Mass Market Paperback: 416 pages
Publisher: Dell; 6th THUS edition (October 1, 1994)
Publisher Link: http://www.randomhouse.com/catalog/display.pperl?isbn=9780440214922
ISBN-10: 0440214920
ISBN-13: 978-0440214922
Amazon: Drawing Blood

Escaping from his North Carolina home after his father murders their family and commits suicide, Trevor McGee returns to confront the past, and finds himself haunted by the same demons that drove his father to insanity.

2) LUCK IN THE SHADOWS by Lynn Flewelling. There is a story to why I like this book. I don’t want to get bogged down in details, but let’s just say I had a finished manuscript on one side, and a very knowledgeable literary agent who I respected on the other, and he was telling me I had to rewrite my manuscript and completely discard the gay lovers within if I ever wanted to sell it. And then, I found out about Nightrunner.
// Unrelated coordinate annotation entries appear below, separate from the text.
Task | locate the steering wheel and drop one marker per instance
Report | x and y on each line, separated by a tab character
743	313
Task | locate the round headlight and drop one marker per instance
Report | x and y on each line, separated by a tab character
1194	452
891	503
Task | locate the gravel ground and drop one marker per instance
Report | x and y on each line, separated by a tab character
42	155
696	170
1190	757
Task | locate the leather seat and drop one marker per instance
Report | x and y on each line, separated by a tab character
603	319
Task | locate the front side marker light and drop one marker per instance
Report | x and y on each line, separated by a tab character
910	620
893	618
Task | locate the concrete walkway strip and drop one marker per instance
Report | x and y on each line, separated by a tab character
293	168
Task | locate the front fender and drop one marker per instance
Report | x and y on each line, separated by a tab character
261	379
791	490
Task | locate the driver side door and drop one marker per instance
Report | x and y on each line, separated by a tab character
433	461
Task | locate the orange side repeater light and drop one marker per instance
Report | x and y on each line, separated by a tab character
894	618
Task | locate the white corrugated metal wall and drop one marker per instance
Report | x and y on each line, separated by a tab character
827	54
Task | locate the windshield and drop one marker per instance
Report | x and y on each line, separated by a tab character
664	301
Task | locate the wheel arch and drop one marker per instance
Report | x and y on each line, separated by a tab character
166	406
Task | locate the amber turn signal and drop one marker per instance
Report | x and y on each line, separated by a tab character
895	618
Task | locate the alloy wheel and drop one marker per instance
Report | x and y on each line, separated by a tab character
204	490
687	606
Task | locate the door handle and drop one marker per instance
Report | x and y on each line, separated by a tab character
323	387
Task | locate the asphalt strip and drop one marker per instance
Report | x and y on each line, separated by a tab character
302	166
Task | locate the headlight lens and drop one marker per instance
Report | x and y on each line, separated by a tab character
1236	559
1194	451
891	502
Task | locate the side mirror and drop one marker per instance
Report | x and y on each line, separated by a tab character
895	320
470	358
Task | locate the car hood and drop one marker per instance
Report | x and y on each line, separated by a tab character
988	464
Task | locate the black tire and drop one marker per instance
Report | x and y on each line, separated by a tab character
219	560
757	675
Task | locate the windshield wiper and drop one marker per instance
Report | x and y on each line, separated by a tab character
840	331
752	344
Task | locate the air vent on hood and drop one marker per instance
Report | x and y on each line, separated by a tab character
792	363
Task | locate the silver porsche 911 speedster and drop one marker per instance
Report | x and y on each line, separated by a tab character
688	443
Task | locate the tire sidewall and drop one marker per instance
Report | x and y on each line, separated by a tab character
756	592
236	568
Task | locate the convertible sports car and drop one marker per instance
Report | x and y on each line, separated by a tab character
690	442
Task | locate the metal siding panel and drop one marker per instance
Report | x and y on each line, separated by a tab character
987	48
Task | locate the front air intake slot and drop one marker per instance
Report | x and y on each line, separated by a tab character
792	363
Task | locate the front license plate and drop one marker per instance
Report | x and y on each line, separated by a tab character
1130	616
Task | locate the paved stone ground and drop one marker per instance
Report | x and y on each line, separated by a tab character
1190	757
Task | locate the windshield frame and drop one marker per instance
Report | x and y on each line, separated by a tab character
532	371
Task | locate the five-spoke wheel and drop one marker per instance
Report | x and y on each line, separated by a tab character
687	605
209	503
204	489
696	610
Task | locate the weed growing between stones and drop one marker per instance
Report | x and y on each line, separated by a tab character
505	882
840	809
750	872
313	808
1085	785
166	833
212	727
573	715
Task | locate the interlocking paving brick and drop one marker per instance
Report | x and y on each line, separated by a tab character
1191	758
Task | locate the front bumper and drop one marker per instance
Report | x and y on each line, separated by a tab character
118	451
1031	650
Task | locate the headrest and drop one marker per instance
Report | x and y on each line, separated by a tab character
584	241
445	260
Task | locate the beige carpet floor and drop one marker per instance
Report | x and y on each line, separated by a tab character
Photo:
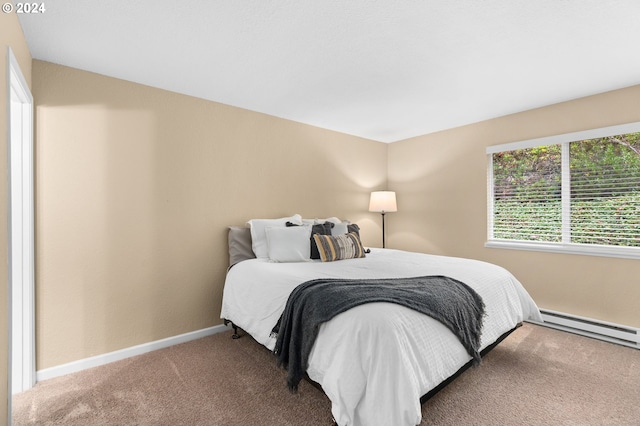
537	376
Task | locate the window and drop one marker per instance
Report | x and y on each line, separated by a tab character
577	193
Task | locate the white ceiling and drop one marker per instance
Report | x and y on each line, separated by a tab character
386	70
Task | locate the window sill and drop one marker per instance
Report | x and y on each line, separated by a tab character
581	249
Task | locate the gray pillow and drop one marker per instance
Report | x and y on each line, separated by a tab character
239	244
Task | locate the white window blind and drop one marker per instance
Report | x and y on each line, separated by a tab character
572	193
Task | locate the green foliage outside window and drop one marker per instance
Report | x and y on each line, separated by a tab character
605	192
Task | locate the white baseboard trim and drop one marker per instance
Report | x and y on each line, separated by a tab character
597	329
95	361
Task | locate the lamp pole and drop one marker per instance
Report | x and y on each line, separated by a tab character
383	243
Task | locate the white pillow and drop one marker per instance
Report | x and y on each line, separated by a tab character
289	244
259	237
339	229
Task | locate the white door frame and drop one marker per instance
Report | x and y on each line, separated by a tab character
21	232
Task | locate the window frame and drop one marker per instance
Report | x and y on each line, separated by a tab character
565	246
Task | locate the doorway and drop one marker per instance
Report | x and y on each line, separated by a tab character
21	232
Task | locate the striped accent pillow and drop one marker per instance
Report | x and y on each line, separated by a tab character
346	246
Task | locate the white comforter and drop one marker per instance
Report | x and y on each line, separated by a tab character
375	361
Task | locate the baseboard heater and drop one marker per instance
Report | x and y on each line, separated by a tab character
610	332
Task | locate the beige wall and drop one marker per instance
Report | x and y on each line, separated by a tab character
135	189
10	35
441	184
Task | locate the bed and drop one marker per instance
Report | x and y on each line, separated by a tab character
377	360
Handsome young noble Seregil and handsome young peasant Alec meet by chance and set off on a perilous adventure. At least, that’s the simplest explanation, but the myth cycle of the hero’s journey and epic quest is played out in the Nightrunner series on a grand scale. So grand, in fact, that you might forget that one of the main appeals to die-hard Nightrunner fans is that Alec and Seregil eventually fall in love. “Luck in the Shadows” is solid, enjoyable epic fantasy with engaging heroes and a relationship that romance lovers can become invested in. It doesn’t hurt that Flewelling’s prose style is pretty awesome either. She writes description and dialogue in a colorful and vivid way without once slipping into purple territory. This is one of the novels that inspired me simply by being on bookstore shelves. I’ve always loved fantasy, but Nightrunner was the first time I had seen a fantasy novel where the romantic element was exclusively between two men, and yet it garnered the same respect among its peers as any other fantasy novel. Authors have done this before Flewelling and they will do it after, but this is the story that convinced me I didn’t have to give in and begin writing heteronormative relationships if I wanted to be taken seriously. Thank you, Lynn!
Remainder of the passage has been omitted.